Whatever the eventual implications widespread ad blocking might have on Internet app and content variety and openness, it is within the realm of possibility that new forms of net neutrality debates will emerge, with the focus on device suppliers rather than app providers or access providers, which up to this point have taken the brunt of criticism.
The reason is simply that Apple’s move to enable ad blocking by developers on iOS 9 devices creates the potential for gatekeeping on Apple’s part. That is not to say Apple would take such steps; only to note that it could.
The potential form of control would be an Apple-sponsored “fast running” version of iOS, with integrated ad blocking, or a standard version that allows apps to block ads if they choose to do so, or allows consumers to add their own ad blockers, but does not come automatically designed to run faster because ad blocking is more efficiently integrated into the operating system.

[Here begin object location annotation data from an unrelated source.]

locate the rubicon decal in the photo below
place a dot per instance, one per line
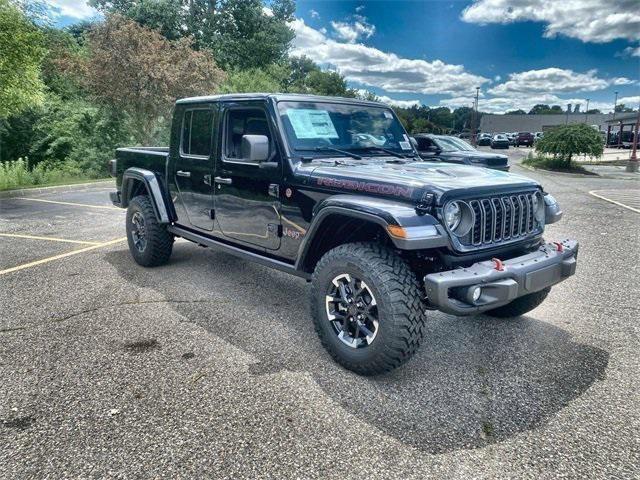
(366, 187)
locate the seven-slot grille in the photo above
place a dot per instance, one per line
(503, 218)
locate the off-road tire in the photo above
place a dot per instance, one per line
(520, 306)
(401, 311)
(159, 242)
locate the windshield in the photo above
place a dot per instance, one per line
(350, 127)
(452, 144)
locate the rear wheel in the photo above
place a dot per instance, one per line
(150, 243)
(367, 308)
(520, 305)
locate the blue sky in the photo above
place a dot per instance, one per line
(520, 52)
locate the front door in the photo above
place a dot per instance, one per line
(246, 193)
(193, 170)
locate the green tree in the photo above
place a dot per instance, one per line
(21, 51)
(565, 141)
(136, 71)
(242, 34)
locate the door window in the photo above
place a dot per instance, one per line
(244, 122)
(197, 129)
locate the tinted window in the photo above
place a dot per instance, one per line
(197, 130)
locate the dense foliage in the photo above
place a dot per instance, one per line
(21, 52)
(566, 141)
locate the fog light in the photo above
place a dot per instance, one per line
(475, 294)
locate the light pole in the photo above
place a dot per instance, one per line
(586, 112)
(474, 132)
(632, 164)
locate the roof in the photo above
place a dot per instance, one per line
(278, 97)
(539, 122)
(624, 117)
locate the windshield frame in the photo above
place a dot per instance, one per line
(300, 153)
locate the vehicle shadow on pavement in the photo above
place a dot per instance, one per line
(475, 381)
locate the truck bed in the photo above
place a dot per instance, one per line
(149, 158)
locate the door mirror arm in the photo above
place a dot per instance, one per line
(255, 148)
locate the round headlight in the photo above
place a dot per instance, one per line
(538, 207)
(452, 215)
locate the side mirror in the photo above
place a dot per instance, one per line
(255, 148)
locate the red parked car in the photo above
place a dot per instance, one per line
(524, 138)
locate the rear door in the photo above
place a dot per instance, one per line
(193, 170)
(246, 193)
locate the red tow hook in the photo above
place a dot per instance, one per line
(498, 264)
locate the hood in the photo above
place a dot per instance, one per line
(408, 181)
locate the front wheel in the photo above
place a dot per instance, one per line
(367, 308)
(149, 241)
(520, 305)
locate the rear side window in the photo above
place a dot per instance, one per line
(197, 130)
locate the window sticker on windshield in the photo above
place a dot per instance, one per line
(308, 123)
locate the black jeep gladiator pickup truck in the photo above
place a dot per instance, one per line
(332, 190)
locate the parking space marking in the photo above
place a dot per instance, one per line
(621, 196)
(50, 239)
(104, 207)
(61, 256)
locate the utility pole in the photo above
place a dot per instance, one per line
(586, 113)
(632, 164)
(474, 131)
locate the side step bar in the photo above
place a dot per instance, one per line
(238, 252)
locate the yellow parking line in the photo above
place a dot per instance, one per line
(63, 255)
(105, 207)
(50, 239)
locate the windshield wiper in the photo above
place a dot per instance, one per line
(337, 150)
(382, 149)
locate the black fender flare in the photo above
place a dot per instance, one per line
(149, 179)
(420, 231)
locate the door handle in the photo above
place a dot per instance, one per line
(226, 181)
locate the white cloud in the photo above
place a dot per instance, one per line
(588, 20)
(373, 67)
(504, 104)
(79, 9)
(352, 32)
(631, 52)
(554, 80)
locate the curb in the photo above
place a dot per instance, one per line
(53, 189)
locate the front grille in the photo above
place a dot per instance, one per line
(501, 219)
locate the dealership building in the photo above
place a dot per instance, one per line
(491, 123)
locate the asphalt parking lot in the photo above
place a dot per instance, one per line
(209, 366)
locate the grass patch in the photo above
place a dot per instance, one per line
(555, 165)
(17, 174)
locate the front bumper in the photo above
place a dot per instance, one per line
(451, 292)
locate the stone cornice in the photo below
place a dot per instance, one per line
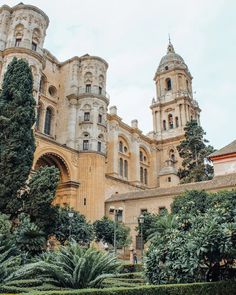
(22, 50)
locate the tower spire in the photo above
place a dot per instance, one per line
(170, 48)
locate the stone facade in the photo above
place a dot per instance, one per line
(98, 155)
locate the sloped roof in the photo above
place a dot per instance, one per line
(218, 182)
(228, 149)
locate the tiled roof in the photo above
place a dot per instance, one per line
(218, 182)
(228, 149)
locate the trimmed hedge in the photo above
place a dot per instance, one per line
(127, 268)
(217, 288)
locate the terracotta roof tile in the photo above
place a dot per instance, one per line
(218, 182)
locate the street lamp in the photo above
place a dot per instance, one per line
(141, 221)
(116, 212)
(71, 215)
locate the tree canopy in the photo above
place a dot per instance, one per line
(17, 117)
(196, 242)
(194, 152)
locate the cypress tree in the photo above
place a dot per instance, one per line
(17, 144)
(194, 152)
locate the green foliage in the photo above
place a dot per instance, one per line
(17, 116)
(80, 230)
(218, 288)
(194, 152)
(36, 201)
(9, 259)
(104, 231)
(28, 237)
(196, 242)
(5, 225)
(73, 267)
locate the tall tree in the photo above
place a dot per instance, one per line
(194, 151)
(17, 117)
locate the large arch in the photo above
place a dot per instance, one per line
(53, 159)
(67, 188)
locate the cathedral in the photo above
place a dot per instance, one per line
(101, 159)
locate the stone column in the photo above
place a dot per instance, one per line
(71, 122)
(135, 167)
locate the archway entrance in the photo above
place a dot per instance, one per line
(67, 189)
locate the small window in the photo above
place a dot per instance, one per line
(121, 146)
(176, 122)
(34, 46)
(168, 84)
(88, 88)
(52, 91)
(164, 124)
(145, 176)
(170, 121)
(141, 156)
(100, 118)
(85, 145)
(121, 167)
(141, 174)
(99, 146)
(48, 121)
(86, 116)
(126, 169)
(17, 43)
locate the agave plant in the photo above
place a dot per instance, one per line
(73, 267)
(9, 260)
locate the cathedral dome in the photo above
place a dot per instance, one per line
(171, 60)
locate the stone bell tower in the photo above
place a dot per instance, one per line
(173, 107)
(23, 30)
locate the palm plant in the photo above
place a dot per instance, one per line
(73, 267)
(9, 260)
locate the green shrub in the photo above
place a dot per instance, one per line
(217, 288)
(25, 283)
(127, 268)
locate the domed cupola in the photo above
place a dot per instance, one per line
(171, 61)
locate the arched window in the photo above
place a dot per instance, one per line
(141, 156)
(48, 121)
(38, 117)
(164, 124)
(121, 146)
(121, 167)
(141, 174)
(145, 176)
(172, 155)
(43, 84)
(168, 84)
(19, 32)
(170, 121)
(126, 169)
(176, 122)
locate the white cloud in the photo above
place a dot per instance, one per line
(132, 36)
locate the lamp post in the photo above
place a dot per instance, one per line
(116, 212)
(141, 221)
(71, 215)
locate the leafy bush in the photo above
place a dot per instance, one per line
(72, 267)
(217, 288)
(196, 242)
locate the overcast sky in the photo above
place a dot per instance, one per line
(132, 36)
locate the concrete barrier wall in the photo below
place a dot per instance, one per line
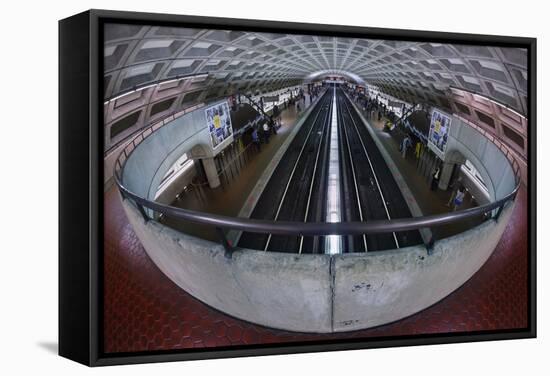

In a hypothetical case, Apple’s “fast browser” option would eliminate all ads, by default. The “slower” version would allow all ads by default, while allowing each app or each user the ability to add such features.
Of course, the “fast” version might use a subscription model, generating direct revenue for Apple.
As many have noted, that would lead to many apps and sites becoming less sustainable, or not sustainable at all. But such fast and slow operating systems might lead to yet another wave of debate and action around network neutrality.
If fast lanes or favored apps are violations, why not fast or slow browser operation?